University of Ottawa law professor Adam Dodek, an expert on the Chief Justice Beverley McLachlin’s court and author of The Canadian Constitution, watched the Nadon case closely. He spoke with me this morning about the decision and its broad implications.

Q. Did this ruling surprise you or were you braced for it?

A. It surprised me. I sat through the whole hearing. It appeared that the court was divided on the issue. It was hard to read the court. But what’s surprising is such a strong rejection of the federal government’s position.

Q. Strong in the sense that it was a 6-1 decision against Nadon’s appointment?

A. Strong is the sense of being a 6-1, as well as the strength of the language in the court’s decision.

Q. Can you elaborate on what part of the language struck you as especially firm?

A. In many ways this is a declaration of independence by the Supreme Court of Canada.
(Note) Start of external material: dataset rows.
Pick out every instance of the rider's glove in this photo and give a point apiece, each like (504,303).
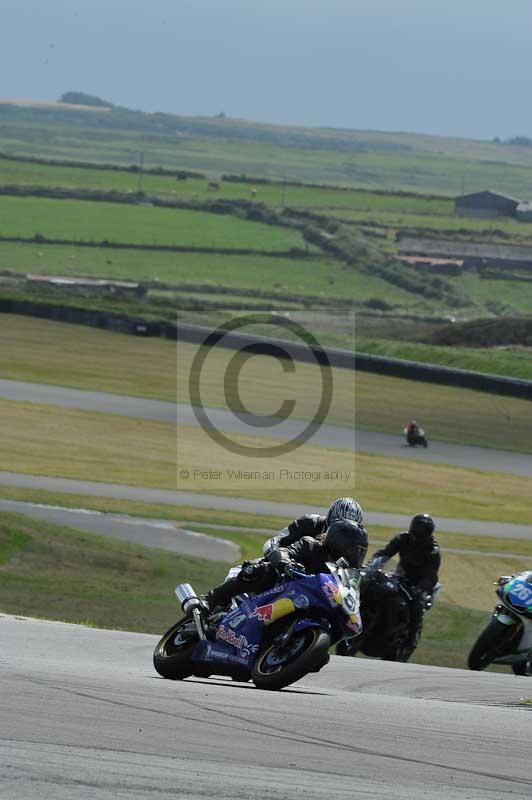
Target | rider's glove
(252,570)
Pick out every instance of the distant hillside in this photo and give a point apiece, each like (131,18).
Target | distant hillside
(82,99)
(215,145)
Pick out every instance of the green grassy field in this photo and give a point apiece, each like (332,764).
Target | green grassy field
(54,572)
(278,195)
(80,220)
(496,361)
So by going beyond the first question of the statutory language of whether a Federal Court judge qualifies for appointment and into the second question on the constitutional issues, for the court to say that it is constitutionally entrenched through a number of provisions, went beyond what was minimally necessary for the case.
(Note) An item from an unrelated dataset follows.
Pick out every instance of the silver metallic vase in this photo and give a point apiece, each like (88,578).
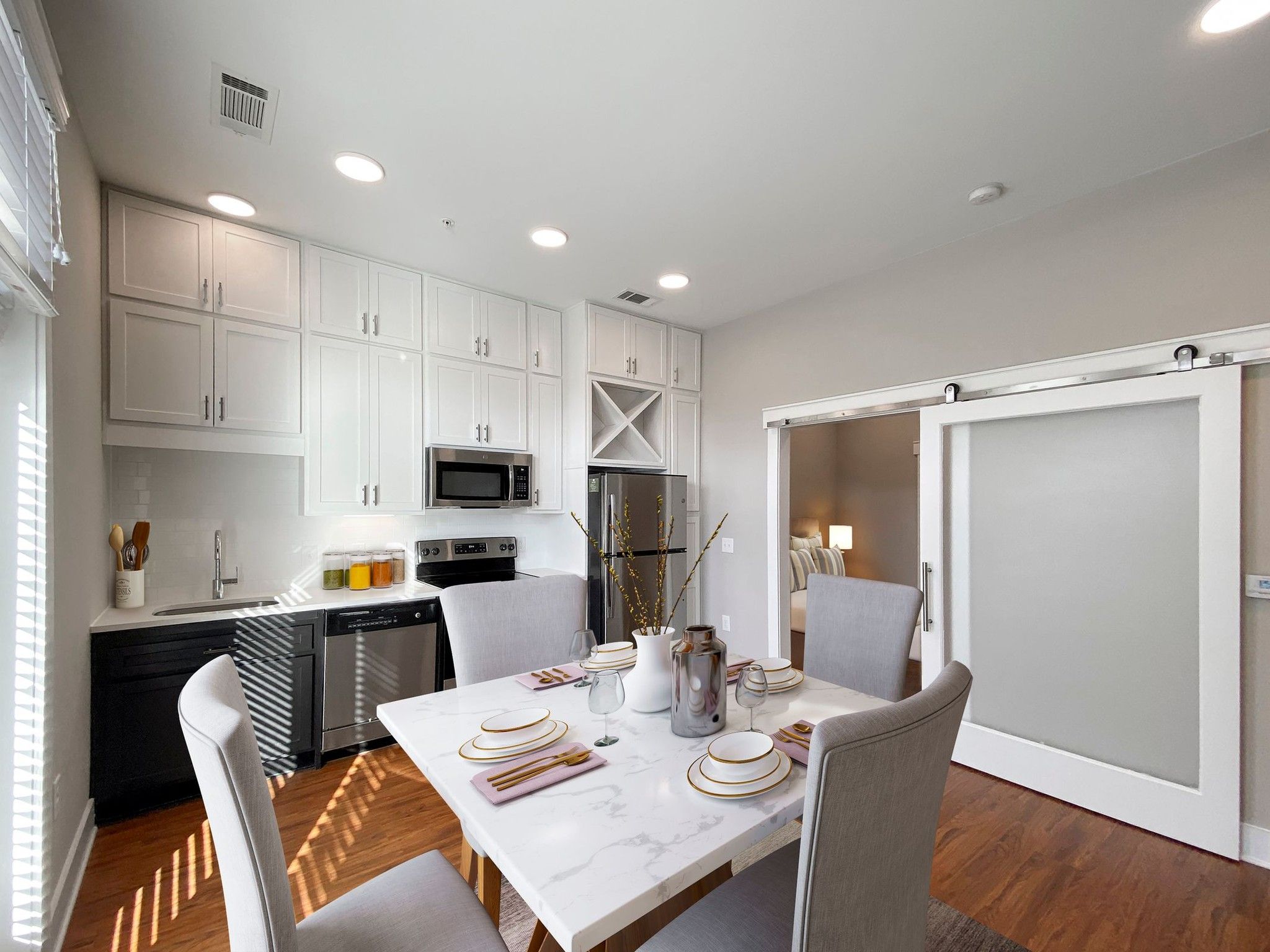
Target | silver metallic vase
(699,699)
Q. In essence the court is saying you can’t tamper with the Supreme Court of Canada unless you get the provinces to agree to an amendment. Is that where we stand now?

A. Yes.

Q. And that wasn’t clear before now?

A. No, it wasn’t clear at all. In a sense the decision is a case of, ‘Be careful what you ask for.’
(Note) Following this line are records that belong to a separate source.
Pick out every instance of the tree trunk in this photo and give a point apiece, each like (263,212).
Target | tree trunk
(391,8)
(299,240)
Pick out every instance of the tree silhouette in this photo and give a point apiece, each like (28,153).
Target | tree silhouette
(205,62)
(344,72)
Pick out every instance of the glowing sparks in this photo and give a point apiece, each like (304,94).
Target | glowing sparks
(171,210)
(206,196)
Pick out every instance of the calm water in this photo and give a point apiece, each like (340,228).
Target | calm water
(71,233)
Q. In the sense that the government asked for permission to go ahead and tinker with the qualification provisions, but the ruling goes much further than that.

A. What the government clearly thought, from the statements of Justice Minister Peter MacKay, was that the Supreme Court was going to rubber stamp their choice. And instead what they’ve got is a very clear and strong rejection and a very clear statement that the Supreme Court of Canada is constitutionally entrenched three different ways. If the government wanted to change the composition of the Supreme Court—the essential features of the Supreme Court—that would require unanimous consent of the provinces. If they wanted to change other things about the court, that would require seven provinces with at least 50 per cent of the population.

Q. So this is a landmark ruling about where the court fits in the structure of our government.

A. Very much. It is an instant landmark ruling, a classic ruling. And remember, we expect the Senate reference later this year. Together with the Senate reference, these two decisions will be the most important decisions since the [court’s 1998] secession reference.

Q. Is there anything in the Nadon ruling that foreshadows what we should expect the court to say about the government’s desire to press ahead with Senate reform, instituting a sort of election of senators and imposing a limit on how long future senators serve?

A. I think the judges were very, very careful not to say anything that would relate or tip their hand on what they will ultimately decide on the Senate.

Q. Some will look for a sort of hidden partisan political struggle between the Supreme Court and Prime Minister Stephen Harper. But I notice that of the six judges who ruled against the Prime Minister on Nadon, three were appointed by him to the top court.

A. I think in many ways the decision shows the independence of the Supreme Court and the independence of individual judges on the court. You know, I think Justice Moldaver’s dissent shows his independence of thought and has nothing to do with the fact that he’s a Harper appointee.

Q. Is it possible that Justice Nadon, having been rejected because he’s not a current member of the Quebec bar, could join it and be reappointed?

A. I don’t know Justice Nadon at all. I think the government has done him a great disservice through this whole process. I don’t know if he would want to continue to go through that.